For purposes of those provisions of this subchapter to which the rules contained in this section are expressly made applicable—
An individual shall be considered as owning the stock owned, directly or indirectly, by or for—
(i) his spouse (other than a spouse who is legally separated from the individual under a decree of divorce or separate maintenance), and
(ii) his children, grandchildren, and parents.
For purposes of subparagraph (A)(ii), a legally adopted child of an individual shall be treated as a child of such individual by blood.
Stock owned, directly or indirectly, by or for a partnership or estate shall be considered as owned proportionately by its partners or beneficiaries.
(i) Stock owned, directly or indirectly, by or for a trust (other than an employees' trust described in section 401(a) which is exempt from tax under section 501(a)) shall be considered as owned by its beneficiaries in proportion to the actuarial interest of such beneficiaries in such trust.

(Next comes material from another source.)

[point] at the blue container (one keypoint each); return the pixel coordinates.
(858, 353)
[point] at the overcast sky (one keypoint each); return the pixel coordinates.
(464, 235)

(ii) Stock owned, directly or indirectly, by or for any portion of a trust of which a person is considered the owner under subpart E of part I of subchapter J (relating to grantors and others treated as substantial owners) shall be considered as owned by such person.
If 50 percent or more in value of the stock in a corporation is owned, directly or indirectly, by or for any person, such person shall be considered as owning the stock owned, directly or indirectly, by or for such corporation, in that proportion which the value of the stock which such person so owns bears to the value of all the stock in such corporation.
Stock owned, directly or indirectly, by or for a partner or a beneficiary of an estate shall be considered as owned by the partnership or estate.
(i) Stock owned, directly or indirectly, by or for a beneficiary of a trust (other than an employees' trust described in section 401(a) which is exempt from tax under section 501(a)) shall be considered as owned by the trust, unless such beneficiary's interest in the trust is a remote contingent interest. For purposes of this clause, a contingent interest of a beneficiary in a trust shall be considered remote if, under the maximum exercise of discretion by the trustee in favor of such beneficiary, the value of such interest, computed actuarially, is 5 percent or less of the value of the trust property.
(ii) Stock owned, directly or indirectly, by or for a person who is considered the owner of any portion of a trust under subpart E of part I of subchapter J (relating to grantors and others treated as substantial owners), shall be considered as owned by the trust.
If 50 percent or more in value of the stock in a corporation is owned, directly or indirectly, by or for any person, such corporation shall be considered as owning the stock owned, directly or indirectly, by or for such person.
If any person has an option to acquire stock, such stock shall be considered as owned by such person. For purposes of this paragraph, an option to acquire such an option, and each one of a series of such options, shall be considered as an option to acquire such stock.
Except as provided in subparagraphs (B) and (C), stock constructively owned by a person by reason of the application of paragraph (1), (2), (3), or (4), shall, for purposes of applying paragraphs (1), (2), (3), and (4), be considered as actually owned by such person.
Stock constructively owned by an individual by reason of the application of paragraph (1) shall not be considered as owned by him for purposes of again applying paragraph (1) in order to make another the constructive owner of such stock.
Stock constructively owned by a partnership, estate, trust, or corporation by reason of the application of paragraph (3) shall not be considered as owned by it for purposes of applying paragraph (2) in order to make another the constructive owner of such stock.
For purposes of this paragraph, if stock may be considered as owned by an individual under paragraph (1) or (4), it shall be considered as owned by him under paragraph (4).
For purposes of this subsection—
(i) an S corporation shall be treated as a partnership, and
(ii) any shareholder of the S corporation shall be treated as a partner of such partnership.
The preceding sentence shall not apply for purposes of determining whether stock in the S corporation is constructively owned by any person.
(Aug. 16, 1954, ch. 736, 68A Stat. 99; Pub. L. 86–779, §10(h), Sept. 14, 1960, 74 Stat. 1009; Pub. L. 87–834, §20(d)(1), Oct. 16, 1962, 76 Stat. 1063; Pub. L. 88–554, §4(a), (b)(2), Aug. 31, 1964, 78 Stat. 762, 763; Pub. L. 97–248, title II, §224(c)(3), Sept. 3, 1982, 96 Stat. 489; Pub. L. 98–369, div. A, title VII, §§712(k)(5)(E), 721(j), July 18, 1984, 98 Stat. 950, 969; Pub. L. 99–514, title VI, §621(c)(1), Oct. 22, 1986, 100 Stat. 2266; Pub. L. 105–34, title XI, §1142(e)(3), Aug. 5, 1997, 111 Stat. 983; Pub. L. 109–135, title IV, §412(u), Dec. 21, 2005, 119 Stat. 2638.)